Wypowiedzi także obecnych dziennikarzy Polskiego Radia
Rzeczniczka nadawcy zwróciła uwagę, że na antenie pojawiły się wypowiedzi nie tylko byłych, lecz także obecnych dziennikarzy Trójki i innych anten Polskiego Radia. - Warto podkreślić, że żadna z osób nie została przedstawiona, co dla słuchaczy i odbiorców programu pozostawało niejasne, nieprecyzyjne i mogło wprowadzać w błąd. Tym bardziej, że w kontekście dziennikarzy wymienianych przez red. Margańskiego, jako zwolnionych oraz osób, które same zrezygnowały z pracy w Programie Trzecim, autor użył głosów dziennikarzy nadal pracujących w Trójce - Piotr Baron, czy Polskim Radiu - Marek Wałkuski - opisała.
Zaznaczyła, że „źródło pochodzenia nagrań, a tym samym autorstwo, które nadawca ma obowiązek wykazać, pozostają nieznane dyrekcji Programu Trzeciego”. - Mogą pochodzić z archiwów nadawcy lub zasobów prywatnych.
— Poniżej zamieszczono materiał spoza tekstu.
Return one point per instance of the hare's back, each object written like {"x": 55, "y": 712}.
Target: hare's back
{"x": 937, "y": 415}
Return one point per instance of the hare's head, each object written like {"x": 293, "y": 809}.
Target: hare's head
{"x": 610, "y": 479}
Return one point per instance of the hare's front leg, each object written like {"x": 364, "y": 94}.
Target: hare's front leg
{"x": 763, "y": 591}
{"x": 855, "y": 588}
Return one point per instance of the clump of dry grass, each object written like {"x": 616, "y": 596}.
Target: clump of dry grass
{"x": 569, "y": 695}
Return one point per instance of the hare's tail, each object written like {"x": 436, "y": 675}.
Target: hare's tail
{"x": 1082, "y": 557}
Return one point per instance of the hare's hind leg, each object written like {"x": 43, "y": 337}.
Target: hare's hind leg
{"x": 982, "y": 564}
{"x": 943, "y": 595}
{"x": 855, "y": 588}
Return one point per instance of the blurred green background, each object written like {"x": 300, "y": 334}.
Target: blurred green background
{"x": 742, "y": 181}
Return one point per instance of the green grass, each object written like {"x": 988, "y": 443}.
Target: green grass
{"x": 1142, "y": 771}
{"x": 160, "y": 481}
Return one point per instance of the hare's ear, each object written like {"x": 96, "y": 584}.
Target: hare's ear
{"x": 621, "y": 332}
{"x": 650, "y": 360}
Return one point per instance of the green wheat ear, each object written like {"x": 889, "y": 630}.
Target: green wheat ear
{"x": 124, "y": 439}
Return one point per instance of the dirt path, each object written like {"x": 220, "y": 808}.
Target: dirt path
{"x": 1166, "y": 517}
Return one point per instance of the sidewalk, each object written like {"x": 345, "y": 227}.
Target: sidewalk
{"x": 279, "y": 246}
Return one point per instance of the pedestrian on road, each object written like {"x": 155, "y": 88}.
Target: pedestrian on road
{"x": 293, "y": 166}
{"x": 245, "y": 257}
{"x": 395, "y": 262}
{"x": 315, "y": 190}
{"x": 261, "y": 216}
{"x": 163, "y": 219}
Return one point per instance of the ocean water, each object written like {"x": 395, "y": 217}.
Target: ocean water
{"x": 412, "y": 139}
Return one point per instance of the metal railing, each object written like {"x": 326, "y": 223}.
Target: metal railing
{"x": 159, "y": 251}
Dyrekcja Trójki nie otrzymała informacji od autora programu, czy wszystkie osoby, których głosy zostały użyte w audycji, wyraziły na to zgodę - zwłaszcza odnosząc się do tematyki i kontekstu prezentowanego na antenie - wyliczyła.

W Polskim Radiu obecnie trwa wyjaśnianie sytuacji w audycji Margańskiego. Dziennikarz powiedział nam, że dyrektor Trójki zaprosił go na spotkanie w czwartek przed południem. - Nie jestem w stanie tam pójść, muszę chyba wziąć urlop na żądanie. Od dwóch lat jestem w trakcie leczenia farmakologicznego - stwierdził.
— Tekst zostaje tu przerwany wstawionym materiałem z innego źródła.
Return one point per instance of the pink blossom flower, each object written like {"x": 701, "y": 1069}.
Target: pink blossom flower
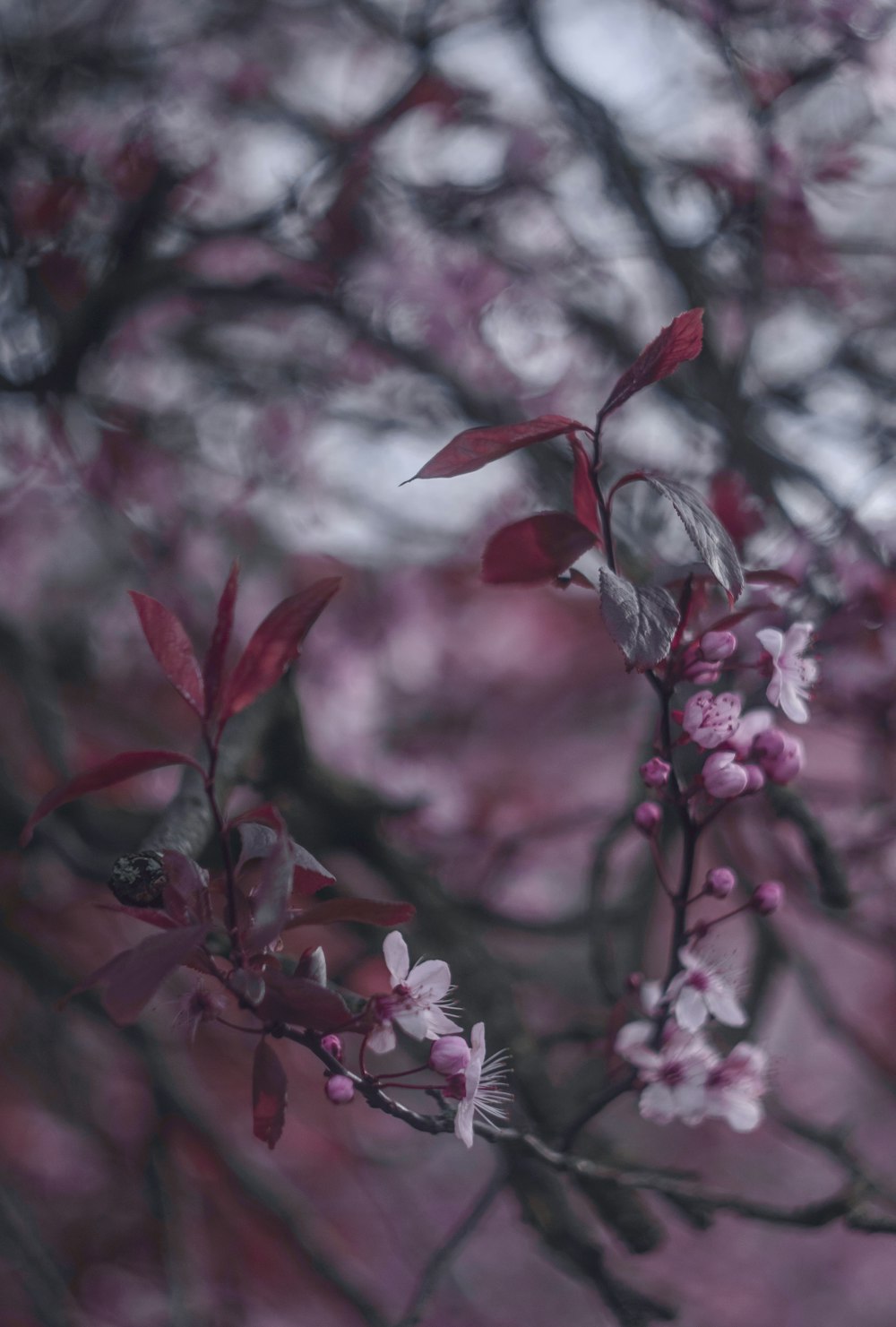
{"x": 699, "y": 993}
{"x": 647, "y": 818}
{"x": 675, "y": 1075}
{"x": 722, "y": 778}
{"x": 656, "y": 772}
{"x": 416, "y": 999}
{"x": 711, "y": 720}
{"x": 735, "y": 1087}
{"x": 481, "y": 1089}
{"x": 788, "y": 761}
{"x": 791, "y": 673}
- Celem spotkania miało być wyjaśnienie, z jakiego powodu zamiast zaplanowanej audycji muzycznej, pojawiła się nagle audycja słowna - przekazała nam rzeczniczka Polskiego Radia.
Zapowiedziała, że dyrekcja Trójki „rozważy wprowadzenie dodatkowych rozwiązań w redakcji, które pozwolą zapobiec narażaniu publicznego nadawcy na ryzyko naruszania ustawy o radiofonii i telewizji”. - Kwestie te zostaną omówione z red. Margańskim, w momencie, w którym pojawi się w pracy - dodała.
##NEWS https://www.wirtualnemedia.pl/polskie-radio-ile-zarabia-pracownik-praca-dodatek-swieta-koniec-agnieszka-kaminska,7169457346934401a ##

Od sierpnia do października br. Trójka miała 1,8 proc. udziału w rynku słuchalności, o 0,2 pkt proc. mniej niż rok wcześniej (według badania Radio Track Kantar Polska).